The attack is launched when the iOS device is plugged into the Mactans and unlocked. The Mactans, which was built using a BeagleBoard microcomputer, then uses the USB link to pair with the device, install a developer provisioning profile, and begin loading applications onto the iOS device without any user warning or notification.
According to the researchers, the device is able to take advantage of a flaw in pre-iOS 7 versions which pair the device without ever notifying the user. The MacTans then lifts the device's UDID indicator and uses the information to authorise the installation of a “provisioning profile,” a component intended for developer use which allows for additional privileges usually walled off from iOS apps.
With the heightened access, the MacTans is able to perform tasks such as remotely controlling the device or hiding applications.

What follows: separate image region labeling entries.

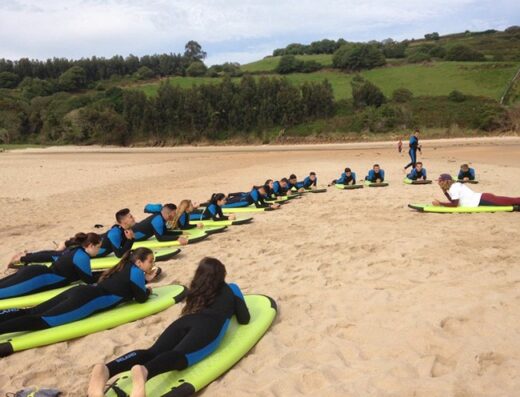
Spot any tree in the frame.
[184,40,207,61]
[332,44,386,71]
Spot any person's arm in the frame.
[130,266,150,303]
[228,283,251,324]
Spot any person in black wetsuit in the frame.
[133,203,188,245]
[0,248,154,335]
[0,233,101,299]
[7,208,135,268]
[87,257,250,397]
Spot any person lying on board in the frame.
[432,174,520,207]
[296,171,318,190]
[0,248,158,334]
[133,203,188,245]
[457,164,475,181]
[406,161,427,181]
[365,164,385,183]
[87,257,250,397]
[224,186,280,209]
[0,233,101,299]
[7,208,135,268]
[329,167,356,186]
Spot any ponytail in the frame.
[98,247,153,283]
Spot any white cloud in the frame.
[0,0,520,63]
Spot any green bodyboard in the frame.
[0,285,185,357]
[105,295,276,397]
[408,204,519,214]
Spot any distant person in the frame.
[365,164,385,183]
[432,174,520,207]
[404,128,421,170]
[457,164,475,181]
[406,161,426,181]
[329,167,356,186]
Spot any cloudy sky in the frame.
[0,0,520,64]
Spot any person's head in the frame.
[210,193,226,207]
[182,257,226,314]
[99,247,154,281]
[116,208,135,229]
[437,174,455,192]
[161,203,177,222]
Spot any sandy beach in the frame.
[0,137,520,397]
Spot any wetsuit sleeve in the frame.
[72,249,96,284]
[130,266,150,303]
[107,229,135,258]
[228,283,251,324]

In one demonstration, the attacker was able to hide the iPhone Facebook application and install a malicious copy in its place. The malware executed its task, then launched the legitimate “hidden” copy of Facebook, leaving the user not the wiser.
The trio said that possible scenarios for infection in the wild could include disguising the Mactans as a free charger in public spaces, or porting the software and attack techniques to PC or OS X malware infections and executing attacks when the device is synched.
Apple customers will be given some reprieve as the company will address the USB airing issue in iOS 7 by asking users to verify all attempted pairings. The three researchers, however, noted that additional holes remain, including flaws in the way provisioning profiles are issued and a lack of tools to detect suspicious or potentially abuse activity on developer profiles.